My understanding from recent discussions with my bank is that you will only loose the benefit of the tracker if there is a change on which the property is secured and you are in effect taking out a new loan. To rent out what was your former residence should not be a problem or indeed if you try and move to paying interest only for a specified period this should not mean loosing the benefit of tracker. However if you tried to swap houses for example your old mortgage that you wish to switch to the new property is deemed a new mortgage and all new regulations will apply including loss of tracker. It is only a new/change in address that can result in you having to go on a variable rate.
I did try and negotiate with bank - I am swapping a house but bank tell me I have to go from 2.2% to 4.4% undermining the viability of the whole deal. When I pointed out to bank that if we could agree a rate of say 3.5% everyone would be happy - both homeowners get property they want, bank get me off a 2.2% tracker and government get benefit of a stamp duty payment from both parties. Seemingly we ae going from a regime of lax regulations to very stringent and sometimes idiotic regulations.


----------



## RichieRich (24 Oct 2010)

Without having to phone my bank, where can I check the T+C's of my mortgage in relation to the loss (or not) of the tracker rate, if I rent out my place?  Would my solicitor know?  Also, when it comes to informing Revenue that I am no longer entitled to relief on the mortgage, should this be done in writing and how should it be worded??!  
Thanks in advance!


----------



## RichieRich (24 Oct 2010)

How do you know for sure?


----------



## twofor1 (24 Oct 2010)

I don’t think anyone here can give you a definitive answer, it appears from other posts that some T&c’s mention what happens in this case, others don’t, some in similar circumstances never told their bank and still have their trackers. 

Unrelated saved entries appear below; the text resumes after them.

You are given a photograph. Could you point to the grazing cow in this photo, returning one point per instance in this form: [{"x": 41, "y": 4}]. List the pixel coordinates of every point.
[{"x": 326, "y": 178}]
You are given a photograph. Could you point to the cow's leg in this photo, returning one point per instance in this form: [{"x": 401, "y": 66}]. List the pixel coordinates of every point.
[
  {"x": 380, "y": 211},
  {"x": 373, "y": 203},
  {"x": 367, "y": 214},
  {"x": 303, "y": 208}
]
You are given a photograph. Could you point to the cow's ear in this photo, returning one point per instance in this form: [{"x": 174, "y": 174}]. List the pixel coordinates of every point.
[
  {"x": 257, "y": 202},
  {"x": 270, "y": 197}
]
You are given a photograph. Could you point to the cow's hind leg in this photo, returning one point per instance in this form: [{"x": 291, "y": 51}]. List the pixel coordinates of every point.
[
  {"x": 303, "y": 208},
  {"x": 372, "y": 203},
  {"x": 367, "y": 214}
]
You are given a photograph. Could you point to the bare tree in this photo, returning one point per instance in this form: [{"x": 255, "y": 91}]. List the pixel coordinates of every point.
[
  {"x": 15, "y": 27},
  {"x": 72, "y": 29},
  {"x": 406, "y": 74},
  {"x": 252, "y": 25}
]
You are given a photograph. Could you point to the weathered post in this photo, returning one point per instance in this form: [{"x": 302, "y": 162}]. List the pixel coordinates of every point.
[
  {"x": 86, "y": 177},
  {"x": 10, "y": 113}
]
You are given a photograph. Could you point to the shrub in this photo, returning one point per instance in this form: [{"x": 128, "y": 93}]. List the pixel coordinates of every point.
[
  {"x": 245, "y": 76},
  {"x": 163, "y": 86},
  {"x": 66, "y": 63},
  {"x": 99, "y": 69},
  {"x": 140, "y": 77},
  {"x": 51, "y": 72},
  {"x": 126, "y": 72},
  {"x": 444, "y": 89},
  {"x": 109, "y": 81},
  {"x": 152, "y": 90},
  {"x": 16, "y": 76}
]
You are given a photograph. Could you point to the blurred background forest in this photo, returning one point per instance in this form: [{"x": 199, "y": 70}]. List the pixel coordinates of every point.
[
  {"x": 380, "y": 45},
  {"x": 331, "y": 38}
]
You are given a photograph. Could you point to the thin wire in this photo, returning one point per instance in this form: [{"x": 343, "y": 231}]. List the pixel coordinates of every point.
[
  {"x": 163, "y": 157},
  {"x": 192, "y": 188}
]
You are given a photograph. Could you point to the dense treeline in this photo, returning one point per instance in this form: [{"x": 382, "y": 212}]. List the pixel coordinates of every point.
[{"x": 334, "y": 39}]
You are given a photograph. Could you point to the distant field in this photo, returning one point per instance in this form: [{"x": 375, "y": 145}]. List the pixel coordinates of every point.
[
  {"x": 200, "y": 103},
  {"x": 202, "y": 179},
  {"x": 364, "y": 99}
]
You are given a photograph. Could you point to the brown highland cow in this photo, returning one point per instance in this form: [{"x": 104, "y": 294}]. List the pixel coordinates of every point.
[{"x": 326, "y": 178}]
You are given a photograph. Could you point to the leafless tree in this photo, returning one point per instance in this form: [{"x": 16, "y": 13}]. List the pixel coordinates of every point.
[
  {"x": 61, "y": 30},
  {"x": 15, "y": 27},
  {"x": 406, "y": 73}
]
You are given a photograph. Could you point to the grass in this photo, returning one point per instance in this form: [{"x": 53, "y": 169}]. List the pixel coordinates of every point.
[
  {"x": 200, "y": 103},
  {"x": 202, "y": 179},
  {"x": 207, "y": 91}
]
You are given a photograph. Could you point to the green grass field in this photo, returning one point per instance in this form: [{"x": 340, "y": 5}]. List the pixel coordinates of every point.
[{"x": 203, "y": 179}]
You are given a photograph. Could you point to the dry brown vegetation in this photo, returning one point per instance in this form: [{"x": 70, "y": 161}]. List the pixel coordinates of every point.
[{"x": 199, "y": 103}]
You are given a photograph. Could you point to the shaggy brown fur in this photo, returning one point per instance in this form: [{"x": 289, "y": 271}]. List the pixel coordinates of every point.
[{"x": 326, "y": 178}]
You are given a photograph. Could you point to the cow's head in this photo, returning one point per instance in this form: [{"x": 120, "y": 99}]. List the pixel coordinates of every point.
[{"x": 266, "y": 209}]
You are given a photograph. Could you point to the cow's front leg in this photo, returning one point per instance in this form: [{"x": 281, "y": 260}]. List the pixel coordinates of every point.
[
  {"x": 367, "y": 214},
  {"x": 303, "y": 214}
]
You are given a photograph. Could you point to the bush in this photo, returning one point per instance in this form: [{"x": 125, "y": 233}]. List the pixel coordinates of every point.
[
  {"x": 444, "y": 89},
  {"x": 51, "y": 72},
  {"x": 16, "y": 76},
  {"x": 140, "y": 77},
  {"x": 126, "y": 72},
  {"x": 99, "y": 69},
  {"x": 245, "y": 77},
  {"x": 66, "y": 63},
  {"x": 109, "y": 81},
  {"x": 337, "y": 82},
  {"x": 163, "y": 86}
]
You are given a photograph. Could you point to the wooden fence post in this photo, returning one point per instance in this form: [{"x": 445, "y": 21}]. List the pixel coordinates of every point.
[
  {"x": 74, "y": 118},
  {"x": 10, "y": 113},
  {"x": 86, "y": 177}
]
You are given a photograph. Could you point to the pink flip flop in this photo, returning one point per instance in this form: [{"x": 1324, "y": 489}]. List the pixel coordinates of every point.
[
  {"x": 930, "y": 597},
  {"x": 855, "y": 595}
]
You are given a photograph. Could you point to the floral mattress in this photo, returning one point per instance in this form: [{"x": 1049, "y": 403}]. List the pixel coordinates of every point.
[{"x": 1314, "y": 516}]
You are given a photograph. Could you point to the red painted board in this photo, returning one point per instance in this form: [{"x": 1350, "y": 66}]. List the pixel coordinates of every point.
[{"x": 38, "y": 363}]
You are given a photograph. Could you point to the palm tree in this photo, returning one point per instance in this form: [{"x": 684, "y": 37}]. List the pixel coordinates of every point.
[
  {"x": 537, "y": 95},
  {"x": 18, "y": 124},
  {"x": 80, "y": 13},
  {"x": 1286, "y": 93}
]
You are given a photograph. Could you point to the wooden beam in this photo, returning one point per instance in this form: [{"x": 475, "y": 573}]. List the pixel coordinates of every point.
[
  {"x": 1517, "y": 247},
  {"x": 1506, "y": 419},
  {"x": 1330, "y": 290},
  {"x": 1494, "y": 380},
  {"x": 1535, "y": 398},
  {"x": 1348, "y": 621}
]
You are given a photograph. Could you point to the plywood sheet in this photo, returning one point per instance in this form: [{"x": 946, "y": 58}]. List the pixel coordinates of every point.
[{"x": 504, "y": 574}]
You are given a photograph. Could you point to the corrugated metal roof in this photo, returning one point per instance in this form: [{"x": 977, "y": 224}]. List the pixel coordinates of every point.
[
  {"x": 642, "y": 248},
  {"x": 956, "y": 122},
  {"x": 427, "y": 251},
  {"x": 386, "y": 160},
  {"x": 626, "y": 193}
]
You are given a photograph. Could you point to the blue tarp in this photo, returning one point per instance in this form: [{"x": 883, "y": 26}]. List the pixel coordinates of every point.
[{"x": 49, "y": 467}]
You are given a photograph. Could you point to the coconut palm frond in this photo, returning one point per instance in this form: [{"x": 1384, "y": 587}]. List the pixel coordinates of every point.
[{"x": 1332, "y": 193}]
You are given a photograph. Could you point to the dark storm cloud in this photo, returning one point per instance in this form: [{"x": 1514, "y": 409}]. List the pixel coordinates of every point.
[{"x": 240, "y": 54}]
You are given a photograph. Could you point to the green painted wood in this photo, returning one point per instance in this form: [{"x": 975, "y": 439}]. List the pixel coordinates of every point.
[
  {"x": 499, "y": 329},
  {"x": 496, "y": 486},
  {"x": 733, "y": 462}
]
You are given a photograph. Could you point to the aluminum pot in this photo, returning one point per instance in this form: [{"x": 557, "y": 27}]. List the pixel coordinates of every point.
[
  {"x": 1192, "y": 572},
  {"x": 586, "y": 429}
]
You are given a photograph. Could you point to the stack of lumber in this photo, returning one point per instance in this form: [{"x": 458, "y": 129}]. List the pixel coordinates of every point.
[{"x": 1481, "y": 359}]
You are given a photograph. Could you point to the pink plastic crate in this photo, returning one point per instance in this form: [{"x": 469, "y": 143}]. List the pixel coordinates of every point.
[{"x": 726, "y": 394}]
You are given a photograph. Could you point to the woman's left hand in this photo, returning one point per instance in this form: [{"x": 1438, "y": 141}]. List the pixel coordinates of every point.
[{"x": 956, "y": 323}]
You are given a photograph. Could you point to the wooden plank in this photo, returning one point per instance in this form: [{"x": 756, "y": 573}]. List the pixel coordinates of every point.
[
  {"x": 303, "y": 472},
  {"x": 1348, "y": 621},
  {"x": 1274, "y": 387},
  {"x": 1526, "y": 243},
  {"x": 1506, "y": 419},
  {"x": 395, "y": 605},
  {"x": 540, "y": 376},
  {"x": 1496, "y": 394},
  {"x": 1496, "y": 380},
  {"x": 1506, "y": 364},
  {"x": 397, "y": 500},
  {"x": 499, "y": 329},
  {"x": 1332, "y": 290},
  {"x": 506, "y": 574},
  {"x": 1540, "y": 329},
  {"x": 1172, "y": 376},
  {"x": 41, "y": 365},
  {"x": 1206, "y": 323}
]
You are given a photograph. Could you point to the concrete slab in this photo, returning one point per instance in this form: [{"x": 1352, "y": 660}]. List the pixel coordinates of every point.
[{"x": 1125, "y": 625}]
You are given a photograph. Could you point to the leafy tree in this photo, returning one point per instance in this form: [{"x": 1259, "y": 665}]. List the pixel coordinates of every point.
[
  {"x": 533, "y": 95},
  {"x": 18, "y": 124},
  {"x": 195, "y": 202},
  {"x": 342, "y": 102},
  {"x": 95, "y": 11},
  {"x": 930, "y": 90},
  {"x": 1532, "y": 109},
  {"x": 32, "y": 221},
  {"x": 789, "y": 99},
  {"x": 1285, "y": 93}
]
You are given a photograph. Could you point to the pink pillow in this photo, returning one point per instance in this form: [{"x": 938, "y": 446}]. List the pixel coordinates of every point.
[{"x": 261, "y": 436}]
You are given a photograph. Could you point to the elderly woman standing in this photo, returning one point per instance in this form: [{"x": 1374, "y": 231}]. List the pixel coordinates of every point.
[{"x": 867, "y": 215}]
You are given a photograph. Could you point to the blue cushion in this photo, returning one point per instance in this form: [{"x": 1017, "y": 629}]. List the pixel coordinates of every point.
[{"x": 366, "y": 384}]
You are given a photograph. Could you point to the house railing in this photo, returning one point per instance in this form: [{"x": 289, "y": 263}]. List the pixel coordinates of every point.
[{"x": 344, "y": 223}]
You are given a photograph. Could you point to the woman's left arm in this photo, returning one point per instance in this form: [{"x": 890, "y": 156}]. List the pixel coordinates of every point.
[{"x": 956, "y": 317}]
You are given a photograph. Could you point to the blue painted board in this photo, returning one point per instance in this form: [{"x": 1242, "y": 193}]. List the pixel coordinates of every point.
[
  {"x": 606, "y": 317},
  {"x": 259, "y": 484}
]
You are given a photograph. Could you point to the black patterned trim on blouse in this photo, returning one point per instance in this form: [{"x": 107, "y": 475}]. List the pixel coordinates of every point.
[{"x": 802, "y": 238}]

Do you not have a copy of your T&c’s, if not ask your bank for a copy, you don’t have to say why you want them. This is where I would start.

 I don’t think your solicitor would have this, but you could ask.

If you say which bank it is someone might be able to tell you how they got on in a similar situation with that bank.


----------



## twofor1 (24 Oct 2010)

RichieRich said:


> If I change the insurance to cover the tenants, could that be a flag to the bank?


 


The banks interest is usually noted on house insurance policies. Would the insurance company not be obliged to notify the bank of the change from PPR to rental property ?

Your bank administers TRS on behalf of revenue, when you notify revenue this mortgage no longer relates to your PPR, revenue will have to notify your bank to stop applying TRS to this mortgage. Another definite flag I would think.


----------



## murphaph (24 Oct 2010)

twofor1 said:


> The banks interest is usually noted on house insurance policies. Would the insurance company not be obliged to notify the bank of the change from PPR to rental property ?
> 
> Your bank administers TRS on behalf of revenue, when you notify revenue this mortgage no longer relates to your PPR, revenue will have to notify your bank to stop applying TRS to this mortgage. Another definite flag I would think.


I have hit a few flags with my lender including the above. So far so good, still haven't been contacted by them about it. Will cross that bridge when it comes (if it comes). I have even requested "certificates of interest" in September/October, shich should be a red flag if ever there was one. I think a lot of banks will be quietly happy that the mortgage is being paid at all, given the number of people heading towards default.


----------



## rosemartin (24 Oct 2010)

all the bank are intrested in at present is your money,   contact your insurers and let them know of change of status.  no one from prtb, revenue or councils will be contacting your bank.   keep the monthly payments up have it insured for tenants and you will be fine


----------



## twofor1 (24 Oct 2010)

rosemartin said:


> all the bank are intrested in at present is your money, contact your insurers and let them know of change of status. no one from prtb, revenue or councils will be contacting your bank. keep the monthly payments up have it insured for tenants and you will be fine


 
If you are claiming TRS, revenue have to contact your bank, while they might not specifically tell them you are renting your property, they will tell them you are no longer entitled to TRS on this mortgage. A definite flag.

I accept your point that at the moment the bank might be happy that the repayments are being made but there is no guarantee that they will always be this agreeable.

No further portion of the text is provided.